# Jackkite



## Leo Porcello (Jul 10, 2003)

Got a snowgoose jackkite today for my birthday. Seems like it could break pretty easily. Anyone out there use one of these? Also you can use it on a pole or as an actual kite. I am thinking the pole would be the better option. Any opinions? Also got a Strait Meat Mallard, the new Higdon video, a bunch of checks (probably will get more wind socks) and best of all a picture collaige (sp) of my girls!


----------



## Perry Thorvig (Mar 6, 2002)

We have two or three of the Jackites. They look fragile but stand up pretty well. I am always surprised that they will fly each fall after being rolled up in a tube all summer. But, they do. They do tend to spin if the wind and set up isn't just right. But, even a little spinning does not seem to scrare the geese.

I think the only way to fly them is from a pole. You can get a flagging pole or crappie pole or conduit or whatever you want to use. Just make the string (fishing line) and the kite are a little shorter than the pole length and you will be in business. Also, use spinners on each end of the the string so that the line does not twist so often that it breaks.

BTW, the mallards really like them!


----------



## Leo Porcello (Jul 10, 2003)

I appreciate it!

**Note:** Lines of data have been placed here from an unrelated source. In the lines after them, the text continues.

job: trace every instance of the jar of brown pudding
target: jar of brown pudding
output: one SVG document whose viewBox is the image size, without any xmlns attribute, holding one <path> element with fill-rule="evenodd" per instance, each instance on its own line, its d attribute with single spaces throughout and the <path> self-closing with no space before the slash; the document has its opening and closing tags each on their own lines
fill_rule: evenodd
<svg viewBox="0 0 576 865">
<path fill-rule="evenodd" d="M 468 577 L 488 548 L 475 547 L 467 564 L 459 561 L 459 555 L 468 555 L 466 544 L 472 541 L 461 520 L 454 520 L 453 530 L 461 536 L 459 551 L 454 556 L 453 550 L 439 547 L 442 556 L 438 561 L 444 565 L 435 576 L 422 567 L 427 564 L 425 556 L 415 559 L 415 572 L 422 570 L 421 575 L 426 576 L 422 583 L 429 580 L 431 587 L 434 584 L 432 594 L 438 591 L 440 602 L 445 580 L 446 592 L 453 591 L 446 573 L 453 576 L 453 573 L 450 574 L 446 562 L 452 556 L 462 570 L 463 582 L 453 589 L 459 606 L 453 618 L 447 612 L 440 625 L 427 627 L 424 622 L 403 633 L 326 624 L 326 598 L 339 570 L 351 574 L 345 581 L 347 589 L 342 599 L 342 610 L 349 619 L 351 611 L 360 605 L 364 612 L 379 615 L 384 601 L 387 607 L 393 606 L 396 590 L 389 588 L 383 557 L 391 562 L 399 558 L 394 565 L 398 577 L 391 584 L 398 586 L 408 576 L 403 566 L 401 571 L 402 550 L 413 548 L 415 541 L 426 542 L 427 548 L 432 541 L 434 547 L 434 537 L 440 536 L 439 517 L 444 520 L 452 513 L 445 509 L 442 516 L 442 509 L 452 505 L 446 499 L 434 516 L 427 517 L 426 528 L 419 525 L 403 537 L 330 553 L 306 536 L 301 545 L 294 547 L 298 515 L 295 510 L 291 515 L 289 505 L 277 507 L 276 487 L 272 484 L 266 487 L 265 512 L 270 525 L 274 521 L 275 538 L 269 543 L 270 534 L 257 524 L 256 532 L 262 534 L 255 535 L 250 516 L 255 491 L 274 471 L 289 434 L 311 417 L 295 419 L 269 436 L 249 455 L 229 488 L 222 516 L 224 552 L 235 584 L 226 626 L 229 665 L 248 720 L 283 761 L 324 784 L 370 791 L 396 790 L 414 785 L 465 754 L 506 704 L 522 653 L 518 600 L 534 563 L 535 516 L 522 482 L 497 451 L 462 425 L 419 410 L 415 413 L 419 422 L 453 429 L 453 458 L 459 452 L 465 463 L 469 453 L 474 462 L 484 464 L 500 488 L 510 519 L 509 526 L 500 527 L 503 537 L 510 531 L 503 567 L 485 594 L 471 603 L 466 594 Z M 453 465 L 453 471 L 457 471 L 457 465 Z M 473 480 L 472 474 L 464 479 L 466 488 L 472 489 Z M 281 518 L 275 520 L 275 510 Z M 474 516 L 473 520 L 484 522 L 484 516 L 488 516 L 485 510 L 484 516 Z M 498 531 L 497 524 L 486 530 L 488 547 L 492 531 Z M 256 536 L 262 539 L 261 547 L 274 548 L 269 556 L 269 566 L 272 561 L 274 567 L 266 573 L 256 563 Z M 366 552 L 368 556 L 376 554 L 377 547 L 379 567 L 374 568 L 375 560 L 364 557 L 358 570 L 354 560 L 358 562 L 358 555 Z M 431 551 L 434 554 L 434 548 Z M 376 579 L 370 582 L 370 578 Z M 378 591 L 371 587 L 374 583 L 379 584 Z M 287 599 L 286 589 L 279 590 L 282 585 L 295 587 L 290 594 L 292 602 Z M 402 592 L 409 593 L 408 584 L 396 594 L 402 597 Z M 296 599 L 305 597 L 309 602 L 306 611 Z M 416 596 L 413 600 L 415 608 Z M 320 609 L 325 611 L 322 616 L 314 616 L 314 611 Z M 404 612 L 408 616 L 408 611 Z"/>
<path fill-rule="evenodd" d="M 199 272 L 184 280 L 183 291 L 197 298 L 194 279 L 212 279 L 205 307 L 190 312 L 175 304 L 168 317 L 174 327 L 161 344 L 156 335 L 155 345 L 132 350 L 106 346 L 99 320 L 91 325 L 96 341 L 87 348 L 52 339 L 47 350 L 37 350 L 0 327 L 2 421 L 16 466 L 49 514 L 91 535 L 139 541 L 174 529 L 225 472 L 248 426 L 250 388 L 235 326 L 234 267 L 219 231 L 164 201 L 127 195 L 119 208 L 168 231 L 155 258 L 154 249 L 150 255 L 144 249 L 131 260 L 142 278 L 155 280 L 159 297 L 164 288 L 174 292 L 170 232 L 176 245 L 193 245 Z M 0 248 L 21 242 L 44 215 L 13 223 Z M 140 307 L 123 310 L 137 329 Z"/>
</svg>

At least I know I will get some use out of it and that it won't be destroyed on the first trip out!


----------



## djleye (Nov 14, 2002)

The other thing about them is that the geese will lock in on them but flare off when they get too close so they tend to work best way upwind of the blinds.


----------



## Leo Porcello (Jul 10, 2003)

djleye,

Are you talking snows or are you using them for canada's as well?


----------



## djleye (Nov 14, 2002)

I have only used or seen them used for snows, I have never used a kite for Canadas.


----------